Paweł Jabłoński (right)
Paweł Jabłoński (right) PAP/Radek Pietruszka

The comments were the latest salvo in a war of words between Poland and Russia over World War II history in which top Polish leaders have accused Moscow of lying.

Speaking to reporters 75 years after the Soviets entered the Polish capital towards the end of WWII, Polish Deputy Foreign Minister Paweł Jabłoński hit out at what he said were Russian attempts to twist historical facts.

"On January 17, 1945, the Red Army entered a Warsaw left ruined after the Warsaw Uprising [of 1944], during which the Red Army stood and watched from the other bank of the Vistula River as Warsaw was being destroyed,” Jabłoński said.
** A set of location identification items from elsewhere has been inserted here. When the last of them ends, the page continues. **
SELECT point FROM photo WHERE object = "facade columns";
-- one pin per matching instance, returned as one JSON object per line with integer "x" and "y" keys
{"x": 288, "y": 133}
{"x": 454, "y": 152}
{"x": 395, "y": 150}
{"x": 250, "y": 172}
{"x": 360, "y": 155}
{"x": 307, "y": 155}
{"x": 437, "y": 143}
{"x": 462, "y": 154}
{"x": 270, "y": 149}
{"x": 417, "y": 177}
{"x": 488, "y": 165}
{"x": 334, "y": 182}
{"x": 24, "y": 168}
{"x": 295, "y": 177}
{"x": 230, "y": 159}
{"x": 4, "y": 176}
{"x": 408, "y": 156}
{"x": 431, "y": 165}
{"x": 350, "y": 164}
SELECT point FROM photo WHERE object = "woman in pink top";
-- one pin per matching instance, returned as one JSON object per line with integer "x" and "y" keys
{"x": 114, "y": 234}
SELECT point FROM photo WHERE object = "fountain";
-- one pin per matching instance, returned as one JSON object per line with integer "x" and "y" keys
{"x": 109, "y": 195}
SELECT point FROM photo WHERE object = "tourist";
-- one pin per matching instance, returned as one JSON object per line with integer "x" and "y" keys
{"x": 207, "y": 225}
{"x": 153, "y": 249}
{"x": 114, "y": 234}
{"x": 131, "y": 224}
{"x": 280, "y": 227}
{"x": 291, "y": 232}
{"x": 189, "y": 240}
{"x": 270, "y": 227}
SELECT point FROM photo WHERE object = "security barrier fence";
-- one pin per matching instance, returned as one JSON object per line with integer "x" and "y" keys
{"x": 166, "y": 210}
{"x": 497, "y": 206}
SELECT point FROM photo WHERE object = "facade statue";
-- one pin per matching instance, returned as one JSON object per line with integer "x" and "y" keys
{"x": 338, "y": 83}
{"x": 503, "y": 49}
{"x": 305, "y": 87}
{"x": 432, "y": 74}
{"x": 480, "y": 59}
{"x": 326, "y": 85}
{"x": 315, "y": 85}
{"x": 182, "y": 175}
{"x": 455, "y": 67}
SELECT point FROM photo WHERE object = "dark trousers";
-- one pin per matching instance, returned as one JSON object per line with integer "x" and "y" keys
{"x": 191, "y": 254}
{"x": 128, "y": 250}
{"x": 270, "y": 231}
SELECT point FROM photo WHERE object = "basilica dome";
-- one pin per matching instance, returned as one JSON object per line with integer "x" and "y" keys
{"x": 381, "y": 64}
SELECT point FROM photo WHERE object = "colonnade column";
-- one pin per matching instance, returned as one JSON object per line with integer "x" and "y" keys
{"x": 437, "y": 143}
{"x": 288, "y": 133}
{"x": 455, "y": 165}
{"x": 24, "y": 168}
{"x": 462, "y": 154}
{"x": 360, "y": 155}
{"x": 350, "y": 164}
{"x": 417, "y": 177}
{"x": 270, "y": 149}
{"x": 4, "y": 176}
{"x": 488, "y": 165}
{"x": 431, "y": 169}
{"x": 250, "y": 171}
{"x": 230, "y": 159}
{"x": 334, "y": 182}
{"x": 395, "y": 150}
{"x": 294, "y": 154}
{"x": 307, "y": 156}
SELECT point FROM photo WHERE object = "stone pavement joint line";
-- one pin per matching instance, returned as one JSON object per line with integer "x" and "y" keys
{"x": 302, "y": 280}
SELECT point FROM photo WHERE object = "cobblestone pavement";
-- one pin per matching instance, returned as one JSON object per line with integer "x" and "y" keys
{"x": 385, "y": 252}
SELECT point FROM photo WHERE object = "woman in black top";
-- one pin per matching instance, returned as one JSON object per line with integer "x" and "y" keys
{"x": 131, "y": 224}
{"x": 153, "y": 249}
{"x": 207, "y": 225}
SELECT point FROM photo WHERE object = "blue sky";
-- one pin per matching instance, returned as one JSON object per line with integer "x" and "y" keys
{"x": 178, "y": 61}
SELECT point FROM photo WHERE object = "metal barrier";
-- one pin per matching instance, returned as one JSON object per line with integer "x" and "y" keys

“This was not liberation, it was bringing in new communist slavery, and we must remember that, while of course respecting individual soldiers."

Jabłoński was asked about the publication of documents by the Russian defence ministry of regarding the entry of the Red Army into Polish capital on January 17, 1945, according to which Poles murdered Jews and Ukrainians in Warsaw.

Jabłoński said that was "another attempt to falsify history."

He added: "Today’s Russia is trying very hard to falsify, manipulate the truth about the course of World War II, about the role of the Soviet Union… We unequivocally condemn this and basically the entire civilized world condemns it.”

Russian President Putin recently suggested that Poland was partly responsible for the outbreak of World War II.

Polish President Andrzej Duda accused the Russian leader of “post-Stalinist revisionism.”

Polish Prime Minister Mateusz Morawiecki said that Putin “has lied about Poland on numerous occasions, and he has always done it deliberately.”